7th April a rally in memory of journalist Anna Politkovskaya, who perished exactly six months ago, was held in the center of Moscow. Participants of the rally recalled all journalists killed in post-Soviet the Russian Federation and they also demanded a stop to persecutions of political prisoners and to violence in the Chechen Republic. (14-APR-07)

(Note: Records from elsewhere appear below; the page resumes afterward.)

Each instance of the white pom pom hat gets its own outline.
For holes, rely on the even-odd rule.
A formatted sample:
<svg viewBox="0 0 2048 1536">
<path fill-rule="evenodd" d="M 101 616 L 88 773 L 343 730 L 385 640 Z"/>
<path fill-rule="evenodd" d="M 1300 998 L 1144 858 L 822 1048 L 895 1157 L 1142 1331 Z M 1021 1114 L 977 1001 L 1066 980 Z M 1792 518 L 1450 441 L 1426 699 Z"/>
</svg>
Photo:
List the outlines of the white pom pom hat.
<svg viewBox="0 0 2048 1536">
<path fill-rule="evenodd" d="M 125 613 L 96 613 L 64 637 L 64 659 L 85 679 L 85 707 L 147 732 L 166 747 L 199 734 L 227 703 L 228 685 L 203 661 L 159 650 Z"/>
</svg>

Text: HRH/Moscow, by Yanina Savenko. Sources: svobodanews.ru, demos-center.ru. Photos: marshpamyati.org
A few hundred people, including well-known human rights activists, gathered at Novo-Pushkin Square (one of the central and most popular places of the capital). The movement “For Human Rights”, the Public Committee for Defense of Mikhail Trepashkin, the Moscow Helsinki Group (member of the Russian Research Center for Human Rights) and other human rights organizations organized the rally. With Mozart’s “Requiem” being played and funeral candles lit in front of Anna Politkovskaya’s portrait; demonstrators remembered her, Larisa Udina, Dmitry Kholodov, Vlad Listyev and other perished journalists
Anniversary of mass murder of peaceful citizens in Chechen village Samashki
Meanwhile, the participants of the rally spoke about victims of Samashki village massacre. On April 7th and 8th 1995 federal troops and policemen launched a “cleansing” operation in the village in order to detain terrorists and find arms. During the operation they killed civilians, tortured detainees and burnt the houses down. More than 100 unarmed villagers perished then. “We came here because we remember the tragic events in Samashki and also because completely innocent people are being kept in prisons. All these things are consequences of the political system created in Russia”, said leader of the “Yabloko” party Grigory Yavlinskiy. Encouraging his speech, activists of the Anti-War Club unfurled flags with slogans “Stop the Chechen War”.
Jubilee behind bars
Also, on the same day political prisoner Mikhail Trepashkin, a former FSC (Federal Security Service) agent celebrated his 50th birthday. A suit was fabricated against Mikhail Trepashkin when he, together with a few colleagues, including Alexander Litvinenko, announced that leaders of FSC had ordered them to kill Boris Berezovskiy. After this incident Trepashkin gave up his work in the FSC and worked as a lawyer, investigating explosions in the Moscow’s apartment buildings in 1999. In 2002 Trepashkin was accused “of revealing state secrets” and in 2004 he was given a 4-year sentence. “Let us wish him health and strength to endure his trials. We wish him to be able to hold out till the end of the imprisonment term”, said Mikhail Krieger, coordinator of the Anti-War Club. Additionally, activists of the Anti-War Club wrote a statement in defense of Mikhail Trepashkin, which was signed by many participants of the rally. Unfortunately, numerous previous open letters with demands to release Trepashkin went without response.
Impunity of violence
Leader of Yabloko party Grigory Yavlinskiy drew attention to the fact that political assassinations of Holodov, Listiev, Politkovskaya and others remained unsolved. The participants of the rally, also, appealed to the Moscow authorities to name one of the city’s streets “Avenue of the Perished Journalists”. Leader of the Russian PEN-Center, poet Alexander Tkachenko recited a poem in memory of Anna Politkovskaya:
Your heart is beating more loudly for the past six months
You are walking under the earth, on the grass and in the sky for six months
And you don’t hear breath of the hound dogs behind you
Only silence, true stories, tall tales and six months divide us.
Anna, say! Isn’t it terrifying to be killed in the center of Moscow?